6. In verband met de toepassing van artikel 6:22 van de Awb bestaat aanleiding het Uwv te veroordelen in de proceskosten van appellante in beroep en hoger beroep. Deze kosten worden op grond van het Besluit proceskosten bestuursrecht begroot op € 3.500,- (1 punt voor het indienen van het beroepschrift, 1 punt voor het bijwonen van de zitting in beroep, 1 punt voor het indienen van het hogerberoepschrift en 1 punt voor het bijwonen van de zitting in hoger beroep, met een waarde van € 875,- per punt en een wegingsfactor 1).
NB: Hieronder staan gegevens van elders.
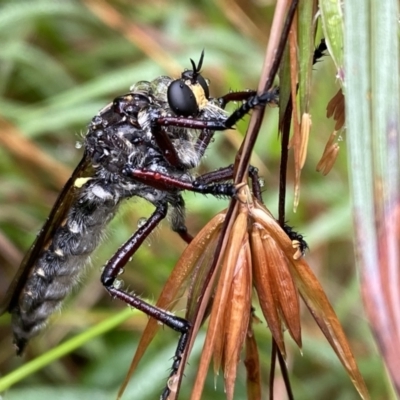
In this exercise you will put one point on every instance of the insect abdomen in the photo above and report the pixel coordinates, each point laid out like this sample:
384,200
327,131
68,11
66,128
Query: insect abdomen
58,267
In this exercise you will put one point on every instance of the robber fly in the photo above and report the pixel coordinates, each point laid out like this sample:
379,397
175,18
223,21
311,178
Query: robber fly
145,143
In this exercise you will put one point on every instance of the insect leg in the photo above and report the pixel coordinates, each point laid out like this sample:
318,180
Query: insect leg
236,96
227,173
165,182
178,219
116,264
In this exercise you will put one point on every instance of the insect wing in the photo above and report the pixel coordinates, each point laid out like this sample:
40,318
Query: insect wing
55,219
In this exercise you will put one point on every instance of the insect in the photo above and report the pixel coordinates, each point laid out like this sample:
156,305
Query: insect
145,143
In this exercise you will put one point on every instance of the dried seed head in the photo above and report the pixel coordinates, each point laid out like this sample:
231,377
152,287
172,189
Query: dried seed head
329,155
336,109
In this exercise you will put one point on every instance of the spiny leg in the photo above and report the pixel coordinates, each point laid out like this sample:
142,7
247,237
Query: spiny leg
116,264
228,173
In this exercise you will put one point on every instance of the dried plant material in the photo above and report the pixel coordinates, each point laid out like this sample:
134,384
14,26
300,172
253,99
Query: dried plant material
282,281
252,364
304,136
237,239
329,155
238,316
263,283
313,295
191,257
259,253
336,108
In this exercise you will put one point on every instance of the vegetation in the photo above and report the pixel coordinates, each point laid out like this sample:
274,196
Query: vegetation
60,62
Daarnaast dient het Uwv het door appellante in beroep en in hoger beroep betaalde griffierecht te vergoeden.

BESLISSING

De Centrale Raad van Beroep
- bevestigt de aangevallen uitspraak;
- veroordeelt het Uwv in de proceskosten van appellante tot een bedrag van in totaal € 3.500,-;
- bepaalt dat het Uwv het in beroep en hoger beroep door appellante betaalde griffierecht van in totaal € 186,- vergoedt.
Deze uitspraak is gedaan door M.E. Fortuin, in tegenwoordigheid van O.N. Haafkes als griffier. De beslissing is uitgesproken in het openbaar op 12 september 2024.
(getekend) M.E. Fortuin
De griffier is verhinderd te ondertekenen.

Voetnoten

1.CRvB 4 februari 2009, ECLI:NL:CRVB:2009:BH1896.